Around 11:00 PM "Colorado Get Down" took the stage for their last show of the run. The room filled in slowly, as the effect of WinterWonderGrass in Avon, CO could be seen. A short time later, the venue filled in nicely, squashing my notion of the WWG effect. Venue owners, Todd Altschuler and Keegan Casey, were very gracious hosts and seemed excited about the musical experience that was about to unfold. As the show started, Carly and I hung towards the back of the room, winding down from a weekend of shows. As was the case with the previous shows, the crowd was receptive and danced along with the music. Roosevelt seemed loose that night, playing off of the crowd and laughing as people up front danced wildly. The band took a brief set break and returned a short time later for the second set of the evening.

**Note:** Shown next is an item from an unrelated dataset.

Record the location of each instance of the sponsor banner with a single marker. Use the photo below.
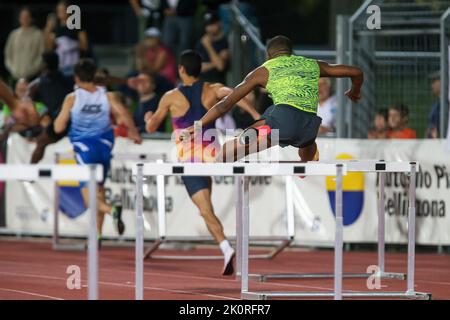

The songs that were played were fuzzy to me, as all three shows on the run started to blend together, through repeats, bustouts and jams. Carly and I relocated to the back/side of the stage where we could get a great vantage point of the chemistry and interplay on stage. Additionally we checked on the band, refilling empty cups and ordering additional drinks. The half-packed venue was buzzing as hippies and mountain folks dance with their eyes closed and minds open. Joey leaned into some talkbox at the end of the set, triggering one last dance party before the encore. Upon the show's conclusion the venue began to clear out, outside of the few stragglers that wanted a word with the evening's talent. We settled up for the final night and I thanked Joey, Garrett and Dave for their involvement and playing. We loaded out into the bitter cold and returned to the hotel for a few hours of sleep before our early awakening and departure.

Jesse's Photo Gallery

Sunday February 22, 2015:

We awoke with the sun, quickly packed our suitcases, loaded up the Jeep, hit a Starbucks and we were back on the road towards Denver. Though the roads looked menacing on our decent, the Jeep handled well in four wheel drive. It wasn't until we hit the foothills and dropped into Denver that we hit black ice and fishtaled a couple of times, triggering a crawl to the airport. We made a pit stop for McDonald's breakfast and headed down Pena Blvd. to Denver International Airport. We said our goodbyes to Rosie, who we would see a week later for his return to Colorado with Karl Denson's Tiny Universe. Off Rosie went to re-join Karl Denson in Missoula, MT, while we headed home to our bed. The three night run of shows was a fantastic success with two shows selling out and the third hosting a great crowd. Roosevelt and I began to plot his return immediately, to a market that shows more support than any other in the country, making it Rosie's unofficial home away from home.